General language and definitions (Article 1). PEA proposed updating terminology throughout the contract from "teacher" to "bargaining unit member" to more accurately reflect the range of certificated roles covered.
Association rights and meetings (Articles 5–7). Proposed adjustments included additional bargaining-team release time, a regular meeting between the Association and the Superintendent, and revised language in the management rights article.
Academic freedom and instructional materials (Article 9). PEA raised concerns about scripted instruction, sought clarification around the use of supplemental materials, and the impact these and related items should have or not have on evaluations.
Grievance and arbitration (Article 10). PEA proposed expanding the categories of contract provisions subject to the grievance and arbitration process.
Leaves (Article 11). Proposals included expanded discretionary-leave provisions and adjustments to leave for in-district interview opportunities.
Transfers (Article 13). PEA proposed additional procedural parameters related to involuntary transfers and reassignments, including documentation requirements.

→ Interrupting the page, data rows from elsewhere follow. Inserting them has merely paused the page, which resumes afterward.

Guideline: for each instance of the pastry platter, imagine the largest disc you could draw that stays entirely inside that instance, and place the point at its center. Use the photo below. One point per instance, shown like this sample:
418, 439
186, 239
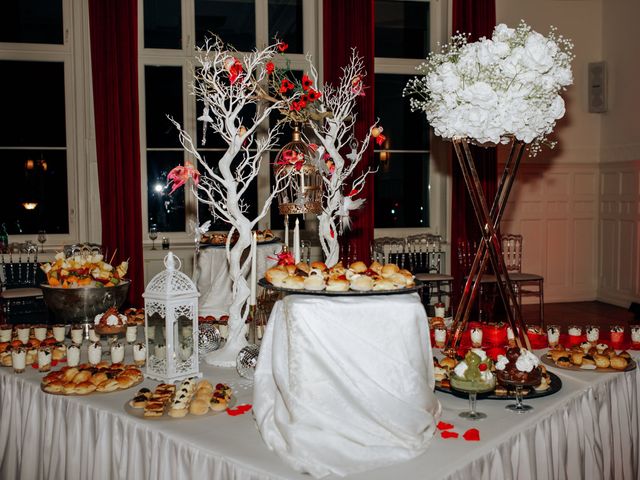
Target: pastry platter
547, 360
554, 386
349, 293
139, 412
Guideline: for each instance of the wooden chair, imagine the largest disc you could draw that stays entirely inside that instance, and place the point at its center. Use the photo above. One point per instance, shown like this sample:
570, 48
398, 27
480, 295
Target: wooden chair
21, 298
486, 295
426, 258
525, 284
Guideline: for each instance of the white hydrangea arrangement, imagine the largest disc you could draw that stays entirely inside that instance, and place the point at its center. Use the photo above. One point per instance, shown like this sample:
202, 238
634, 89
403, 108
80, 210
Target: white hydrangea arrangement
495, 88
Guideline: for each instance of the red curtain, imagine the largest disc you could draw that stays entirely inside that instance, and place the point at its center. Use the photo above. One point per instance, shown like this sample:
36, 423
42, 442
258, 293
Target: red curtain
114, 61
477, 19
346, 25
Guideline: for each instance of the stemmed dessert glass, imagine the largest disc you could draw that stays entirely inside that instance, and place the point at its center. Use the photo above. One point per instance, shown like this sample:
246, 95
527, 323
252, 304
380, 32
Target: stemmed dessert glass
153, 234
42, 237
519, 407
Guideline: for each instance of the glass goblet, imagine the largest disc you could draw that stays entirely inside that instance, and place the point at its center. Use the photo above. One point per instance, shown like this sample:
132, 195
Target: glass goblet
42, 237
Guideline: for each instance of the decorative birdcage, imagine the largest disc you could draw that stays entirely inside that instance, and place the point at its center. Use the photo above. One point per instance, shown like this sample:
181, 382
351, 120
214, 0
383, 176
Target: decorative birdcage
304, 192
171, 324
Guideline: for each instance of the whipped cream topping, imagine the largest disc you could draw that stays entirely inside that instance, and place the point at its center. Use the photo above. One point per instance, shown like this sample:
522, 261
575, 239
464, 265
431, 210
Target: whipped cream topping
501, 362
481, 353
527, 361
460, 369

Class size and overage (Article 14). PEA proposed lower class-size targets at several grade spans and increases to per-period overage compensation at the secondary level. Related proposals addressed special education caseloads, English Learner concentrations, and counselor caseloads.
Prep time and combined classes (Articles 4, 24, and related sections).PEA proposed changes to prep-time protections, the use of Wednesday collaboration time, the rate paid when teachers cover during their prep, and compensation when classes are combined due to substitute shortages. The teams also discussed the existing 8:00–8:25 pre-student window and how it interacts with proposals around before-school tutoring.

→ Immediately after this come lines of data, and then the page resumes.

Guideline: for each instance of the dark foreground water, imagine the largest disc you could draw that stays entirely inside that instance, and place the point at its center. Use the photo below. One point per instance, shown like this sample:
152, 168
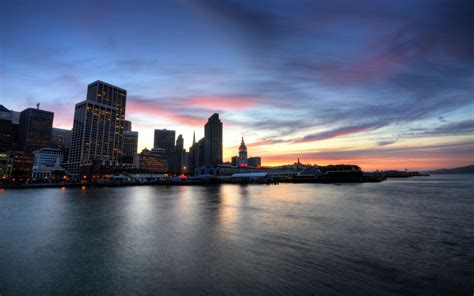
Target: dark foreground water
400, 237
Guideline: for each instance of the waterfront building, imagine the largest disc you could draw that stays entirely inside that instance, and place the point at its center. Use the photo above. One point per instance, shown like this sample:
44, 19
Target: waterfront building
47, 162
130, 145
22, 166
164, 139
35, 129
176, 162
152, 162
97, 134
127, 126
255, 161
234, 160
242, 159
213, 141
61, 139
6, 129
47, 157
6, 166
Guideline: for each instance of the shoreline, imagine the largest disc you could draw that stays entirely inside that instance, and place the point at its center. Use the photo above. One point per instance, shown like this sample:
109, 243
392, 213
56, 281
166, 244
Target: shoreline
199, 183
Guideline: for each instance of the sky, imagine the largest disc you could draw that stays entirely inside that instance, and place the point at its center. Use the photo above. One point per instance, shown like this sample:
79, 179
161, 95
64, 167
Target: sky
381, 84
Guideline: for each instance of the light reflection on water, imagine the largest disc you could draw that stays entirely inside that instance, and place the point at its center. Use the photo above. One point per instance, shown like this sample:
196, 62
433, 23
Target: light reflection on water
407, 236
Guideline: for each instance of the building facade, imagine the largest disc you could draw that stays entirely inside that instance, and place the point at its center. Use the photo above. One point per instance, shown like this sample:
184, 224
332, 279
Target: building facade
151, 162
35, 129
242, 159
6, 129
130, 146
164, 139
213, 141
255, 161
97, 134
46, 162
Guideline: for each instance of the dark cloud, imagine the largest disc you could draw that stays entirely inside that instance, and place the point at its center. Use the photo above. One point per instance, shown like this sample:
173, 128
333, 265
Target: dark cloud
386, 142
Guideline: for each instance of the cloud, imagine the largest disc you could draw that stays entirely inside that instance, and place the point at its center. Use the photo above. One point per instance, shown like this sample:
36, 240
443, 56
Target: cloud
329, 134
222, 102
386, 142
157, 108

Evaluation (Article 18). PEA proposed clarifying the evaluation process for itinerant staff who serve multiple sites and other changes related to scheduling.

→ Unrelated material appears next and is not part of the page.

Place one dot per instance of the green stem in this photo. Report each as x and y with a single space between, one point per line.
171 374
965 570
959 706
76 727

Calendar (Article 19). PEA proposed establishing a calendar input committee.
Compensation and stipends (Articles 20, 26, 28, and Appendices).Proposals addressed the certificated salary schedule, stipend column placement for special education, the addition of new fine-arts assistant positions and percussion-director positions tied to growing programs, department-chair compensation at the middle-school and high school level, the SCICON stipend, induction/Impact mentor stipends, the workshop rate, and a new master's/doctorate stipend. PEA also proposed adjustments to vocational/CTE column placement and pathways for movement on the salary schedule for CTE teachers, as well as additional compensation for teachers delivering dual-enrollment courses.
Coursework for horizontal movement. PEA proposed allowing pass/fail coursework from accredited institutions to count toward column movement under defined criteria.
The day was spent engaged in collaborative discussions and the District team asking clarifying questions on most items to better understand the underlying concerns, the source of the language (PEA member surveys, comparison districts, or specific site experiences), and the practical operation of each proposal. PEA was responsive in providing context and acknowledged that several items are starting points open to refinement.
What Comes Next
The District is now reviewing the full package and preparing its responses. This includes:
- Costing each compensation-related item, individually and as a package.
- Analyzing the operational and cross-article implications of language proposals.
- Preparing the District's own proposal items to bring back to the table.
The next bargaining session is scheduled for May 11, 2026.